Le Mouvement national kanak contemporain émerge dans les années 1970, alors que l’État impérialiste français mène toujours une politique de colonisation de peuplement. Le premier ministre français, Pierre Messmer, disait en 1972 que : « La présence française en Calédonie ne peut être menacée, sauf guerre mondiale, que par une revendication nationaliste des populations autochtones appuyées par quelques alliés éventuels dans d’autres communautés ethniques venant du Pacifique. À court et moyen terme, l’immigration massive de citoyens français métropolitains ou originaires des départements d’outre-mer (Réunion) devrait permettre d’éviter ce danger en maintenant et en améliorant le rapport numérique des communautés. À long terme, la revendication nationaliste autochtone ne sera évitée que si les communautés non originaires du Pacifique représentent une masse démographique majoritaire. »
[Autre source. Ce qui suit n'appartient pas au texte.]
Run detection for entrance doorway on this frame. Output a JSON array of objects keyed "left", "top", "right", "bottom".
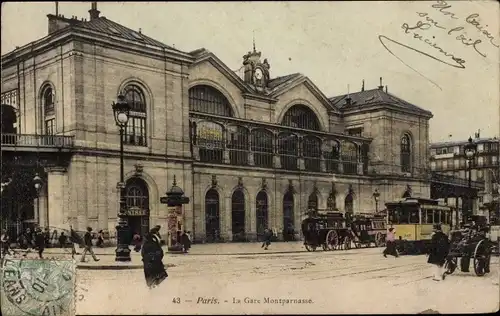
[
  {"left": 205, "top": 189, "right": 220, "bottom": 242},
  {"left": 231, "top": 190, "right": 246, "bottom": 241},
  {"left": 125, "top": 177, "right": 149, "bottom": 242}
]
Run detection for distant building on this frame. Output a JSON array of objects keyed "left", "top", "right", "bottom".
[{"left": 430, "top": 133, "right": 500, "bottom": 221}]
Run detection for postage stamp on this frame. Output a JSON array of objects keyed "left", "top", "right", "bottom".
[{"left": 0, "top": 258, "right": 76, "bottom": 316}]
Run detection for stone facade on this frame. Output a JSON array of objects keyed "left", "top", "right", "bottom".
[{"left": 2, "top": 9, "right": 432, "bottom": 241}]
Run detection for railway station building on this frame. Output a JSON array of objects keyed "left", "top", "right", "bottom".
[{"left": 1, "top": 4, "right": 432, "bottom": 242}]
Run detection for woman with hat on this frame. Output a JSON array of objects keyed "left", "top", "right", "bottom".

La lutte armée pour la libération kanak

En 1969, les Foulards Rouges, fondés par Nidoïsh Naisseline (référence à Louise Michel, alliée des indépendantistes, déportée de la Commune), portent les revendications de l’identité kanak et de l’indépendance. Ils fondent en 1975 le Parti de libération kanak (Palika). Deux ans plus tard est fondé le Front uni de libération kanak (FULK), partisan de la lutte indépendantiste armée et représentant alors la gauche du Mouvement national kanak avec le Palika. L’ensemble du mouvement indépendantiste se regroupe en coalition à partir de 1979 dans le Front indépendantiste (FI). A la suite d’alliances de circonstances, le mouvement indépendantiste obtient la direction du gouvernement de l’archipel en 1981, sans avancées significatives. Cette expérience aboutit à la dissolution du FI et la fondation du FLNKS en 1984, à la ligne plus combative, et la naissance de la lutte armée anticoloniale sur l’archipel, inaugurée par le meurtre de deux gendarmes l’année précédente. Des jeunes indépendantistes sont alors formés à la lutte armée en Libye et le FLNKS naissant organise le boycott des élections.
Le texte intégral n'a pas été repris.